Bij sommige patiënten volstaat kinesitherapie om de pijn te verlichten. Bij andere patiënten stelt de chirurg een operatie voor. De operatie gebeurt onder volledige verdoving, in combinatie met locoregionale anesthesie van de schouder en arm. De meest uitgevoerde operatie is een hechting van de ‘rotator cuff’ via een kijkoperatie of arthroscopie (hierbij wordt een kleine camera in de schouder binnengebracht). Hierbij worden de pezen weer op hun plaats vastgehecht met behulp van ankertjes.
Deze ingreep vindt gewoonlijk plaats in het dagziekenhuis (u mag de avond zelf al naar huis), of de patiënt moet één of twee nachten in het ziekenhuis blijven. De patiënt krijgt pijnstilling tijdens het ziekenhuisverblijf en ontvangt hiervoor de nodige voorschriften voordat hij naar huis gaat. De pijn neemt gewoonlijk geleidelijk aan af en is na enkele weken volledig verdwenen. Na de operatie wordt de schouder gedurende zes weken geïmmobiliseerd in een draagdoek.
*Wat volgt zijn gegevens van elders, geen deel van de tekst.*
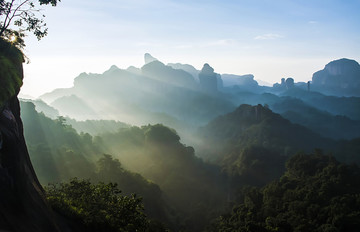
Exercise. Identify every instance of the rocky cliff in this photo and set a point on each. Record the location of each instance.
(22, 202)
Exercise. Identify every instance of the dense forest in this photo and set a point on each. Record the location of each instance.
(245, 154)
(170, 147)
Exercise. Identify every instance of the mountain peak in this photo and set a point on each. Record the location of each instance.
(149, 58)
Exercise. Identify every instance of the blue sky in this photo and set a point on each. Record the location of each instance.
(270, 39)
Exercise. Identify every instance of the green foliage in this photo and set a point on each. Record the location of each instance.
(11, 73)
(316, 193)
(98, 207)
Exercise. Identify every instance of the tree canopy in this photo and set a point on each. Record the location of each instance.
(19, 16)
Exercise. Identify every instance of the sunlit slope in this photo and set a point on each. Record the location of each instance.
(159, 94)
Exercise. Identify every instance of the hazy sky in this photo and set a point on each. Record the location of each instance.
(268, 38)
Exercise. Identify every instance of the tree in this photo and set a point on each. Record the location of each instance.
(25, 15)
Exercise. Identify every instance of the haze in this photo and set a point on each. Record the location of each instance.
(269, 39)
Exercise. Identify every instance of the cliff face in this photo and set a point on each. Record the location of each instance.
(22, 203)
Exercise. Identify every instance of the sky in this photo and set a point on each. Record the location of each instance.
(270, 39)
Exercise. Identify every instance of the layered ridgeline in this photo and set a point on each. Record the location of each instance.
(252, 143)
(180, 96)
(155, 93)
(177, 188)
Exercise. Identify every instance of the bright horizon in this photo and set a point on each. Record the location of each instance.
(269, 39)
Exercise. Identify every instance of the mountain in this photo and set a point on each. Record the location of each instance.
(343, 106)
(258, 125)
(320, 121)
(187, 68)
(245, 81)
(149, 58)
(161, 72)
(339, 77)
(22, 201)
(160, 94)
(75, 107)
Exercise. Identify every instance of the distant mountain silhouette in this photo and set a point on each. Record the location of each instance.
(339, 77)
(74, 107)
(187, 68)
(149, 58)
(161, 72)
(258, 125)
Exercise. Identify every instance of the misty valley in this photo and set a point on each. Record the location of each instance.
(194, 150)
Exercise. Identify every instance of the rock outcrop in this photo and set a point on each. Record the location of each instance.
(208, 79)
(149, 58)
(339, 77)
(22, 202)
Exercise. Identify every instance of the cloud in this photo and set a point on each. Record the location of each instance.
(268, 36)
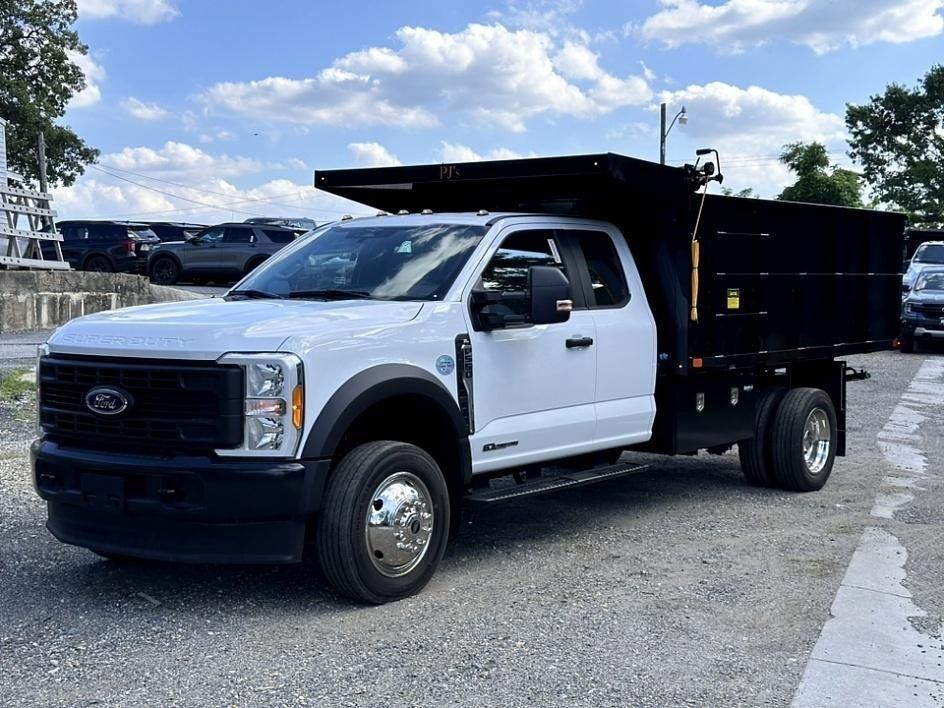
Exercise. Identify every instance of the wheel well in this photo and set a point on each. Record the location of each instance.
(413, 419)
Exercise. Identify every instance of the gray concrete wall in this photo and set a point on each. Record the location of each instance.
(44, 299)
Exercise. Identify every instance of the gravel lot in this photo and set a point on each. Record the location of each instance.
(678, 586)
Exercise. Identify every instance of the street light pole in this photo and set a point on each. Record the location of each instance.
(662, 135)
(681, 117)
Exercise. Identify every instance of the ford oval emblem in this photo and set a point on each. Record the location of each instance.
(107, 401)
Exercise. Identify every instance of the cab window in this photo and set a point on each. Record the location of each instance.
(507, 271)
(607, 280)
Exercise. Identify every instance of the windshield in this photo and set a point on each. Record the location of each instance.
(376, 261)
(930, 253)
(930, 281)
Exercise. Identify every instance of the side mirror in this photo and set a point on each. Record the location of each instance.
(545, 301)
(549, 295)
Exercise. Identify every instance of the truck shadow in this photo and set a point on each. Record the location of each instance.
(486, 535)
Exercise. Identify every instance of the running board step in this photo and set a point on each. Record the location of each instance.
(543, 485)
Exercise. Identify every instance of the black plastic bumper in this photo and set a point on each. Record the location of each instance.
(189, 509)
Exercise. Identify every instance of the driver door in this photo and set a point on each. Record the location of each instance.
(533, 385)
(202, 253)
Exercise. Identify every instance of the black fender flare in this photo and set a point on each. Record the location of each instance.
(86, 257)
(373, 386)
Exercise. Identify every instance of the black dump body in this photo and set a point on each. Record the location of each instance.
(778, 282)
(915, 237)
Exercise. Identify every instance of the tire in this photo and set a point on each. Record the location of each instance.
(803, 450)
(116, 557)
(253, 264)
(355, 545)
(907, 343)
(164, 271)
(98, 264)
(755, 453)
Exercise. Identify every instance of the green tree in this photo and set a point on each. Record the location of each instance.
(38, 79)
(819, 182)
(898, 139)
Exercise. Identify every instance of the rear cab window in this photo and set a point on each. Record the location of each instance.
(602, 268)
(507, 270)
(279, 236)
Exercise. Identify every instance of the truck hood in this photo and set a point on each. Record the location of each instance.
(206, 329)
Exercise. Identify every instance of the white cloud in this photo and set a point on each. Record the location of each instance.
(143, 111)
(177, 159)
(552, 16)
(372, 155)
(141, 12)
(94, 75)
(207, 201)
(496, 76)
(455, 152)
(750, 127)
(823, 25)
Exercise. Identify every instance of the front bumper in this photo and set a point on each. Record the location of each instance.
(923, 328)
(175, 508)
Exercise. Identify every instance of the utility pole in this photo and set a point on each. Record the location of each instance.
(681, 117)
(42, 162)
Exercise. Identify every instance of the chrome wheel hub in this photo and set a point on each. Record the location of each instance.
(399, 524)
(817, 438)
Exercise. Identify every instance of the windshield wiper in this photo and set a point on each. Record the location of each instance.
(331, 294)
(251, 294)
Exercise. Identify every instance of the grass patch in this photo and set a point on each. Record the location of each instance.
(17, 384)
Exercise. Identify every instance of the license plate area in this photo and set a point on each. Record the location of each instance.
(105, 492)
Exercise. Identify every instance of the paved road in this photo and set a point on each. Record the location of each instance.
(679, 586)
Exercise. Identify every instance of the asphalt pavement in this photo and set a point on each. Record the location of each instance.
(677, 586)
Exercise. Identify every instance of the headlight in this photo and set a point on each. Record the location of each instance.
(274, 405)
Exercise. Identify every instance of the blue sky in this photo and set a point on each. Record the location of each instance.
(204, 113)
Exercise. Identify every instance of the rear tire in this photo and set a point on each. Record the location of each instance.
(755, 453)
(98, 264)
(116, 557)
(804, 438)
(164, 271)
(384, 522)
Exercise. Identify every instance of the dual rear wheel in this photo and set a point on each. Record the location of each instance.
(794, 443)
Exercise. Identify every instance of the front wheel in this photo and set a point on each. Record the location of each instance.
(804, 437)
(384, 522)
(164, 271)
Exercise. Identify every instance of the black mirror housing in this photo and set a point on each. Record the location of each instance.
(549, 294)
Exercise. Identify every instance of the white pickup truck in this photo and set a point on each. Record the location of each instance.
(369, 378)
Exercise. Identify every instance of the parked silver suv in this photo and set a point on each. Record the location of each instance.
(221, 253)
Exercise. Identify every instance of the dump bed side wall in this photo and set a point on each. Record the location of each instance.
(781, 281)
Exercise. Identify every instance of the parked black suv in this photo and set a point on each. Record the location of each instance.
(105, 246)
(175, 230)
(220, 253)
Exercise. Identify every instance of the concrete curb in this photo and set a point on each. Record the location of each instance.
(42, 300)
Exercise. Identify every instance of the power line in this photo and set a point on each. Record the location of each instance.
(170, 194)
(244, 200)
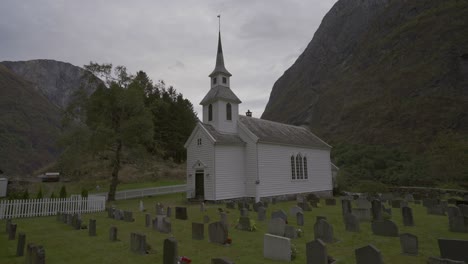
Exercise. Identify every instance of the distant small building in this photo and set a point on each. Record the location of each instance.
(232, 156)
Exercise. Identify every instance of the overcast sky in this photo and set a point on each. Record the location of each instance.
(171, 40)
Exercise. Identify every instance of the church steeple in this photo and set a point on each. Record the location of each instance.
(220, 68)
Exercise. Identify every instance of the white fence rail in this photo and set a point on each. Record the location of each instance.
(45, 207)
(137, 193)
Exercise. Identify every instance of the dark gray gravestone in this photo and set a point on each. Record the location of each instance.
(316, 252)
(147, 220)
(217, 233)
(385, 228)
(276, 226)
(324, 231)
(113, 233)
(409, 244)
(170, 253)
(12, 232)
(21, 244)
(407, 214)
(300, 218)
(330, 201)
(92, 227)
(181, 213)
(345, 207)
(138, 243)
(351, 223)
(261, 213)
(128, 216)
(455, 249)
(376, 210)
(280, 214)
(221, 261)
(368, 255)
(198, 231)
(290, 232)
(169, 211)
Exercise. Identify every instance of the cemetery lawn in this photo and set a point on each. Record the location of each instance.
(64, 245)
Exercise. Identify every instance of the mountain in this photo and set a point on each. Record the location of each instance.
(380, 71)
(386, 83)
(55, 79)
(29, 125)
(33, 96)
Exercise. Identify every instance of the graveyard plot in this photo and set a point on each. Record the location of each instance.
(64, 244)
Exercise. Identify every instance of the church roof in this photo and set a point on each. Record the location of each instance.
(222, 138)
(279, 133)
(219, 68)
(220, 92)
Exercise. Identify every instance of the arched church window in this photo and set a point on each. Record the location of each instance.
(228, 112)
(210, 112)
(293, 168)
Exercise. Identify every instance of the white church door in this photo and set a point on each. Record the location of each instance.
(200, 184)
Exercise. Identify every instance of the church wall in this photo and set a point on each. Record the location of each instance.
(275, 170)
(204, 153)
(250, 159)
(230, 171)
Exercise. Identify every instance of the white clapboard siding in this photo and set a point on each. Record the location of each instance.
(275, 170)
(47, 207)
(230, 172)
(205, 154)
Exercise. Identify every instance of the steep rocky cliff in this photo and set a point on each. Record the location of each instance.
(380, 72)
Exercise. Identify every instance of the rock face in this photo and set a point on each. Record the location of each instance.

Drie tot vier weken na de ingreep wordt gewoonlijk kinesitherapie opgestart.
Schoudertrauma
In geval van een trauma (bv. na een val) kunnens fracturen en/of luxaties van de schouder optreden.
Schouderfracturen kunnen optreden in het bovenarmbeen, het schouderblad en/of het sleutelbeen. Ze zijn gewoonlijk toe te schrijven aan een rechtstreekse val op de schouder of op de pols met gestrekte arm, en veroorzaken een blauwe plek aan de schouder. De patiënt heeft meestal erge pijn aan zijn schouder. Soms hoort men een krak tijdens de val en in sommige gevallen is een vervorming van de schouder te zien.
Het trauma kan ook een luxatie (ontwrichting) veroorzaken. Het kan gaan om een schouderluxatie of acromio-claviculaire luxatie.
Aangeboden behandeling
Ons team behandelt regelmatig patiënten met een schouderletsel. Deze patiënten komen gewoonlijk via de spoeddienst binnen.
Bij een fractuur en/of luxatie zal de chirurg de situatie nauwgezet evalueren alvorens hij de best mogelijk behandeling voor de gegeven situatie voorstelt.Dit kan al dan niet een chirurgische ingreep zijn.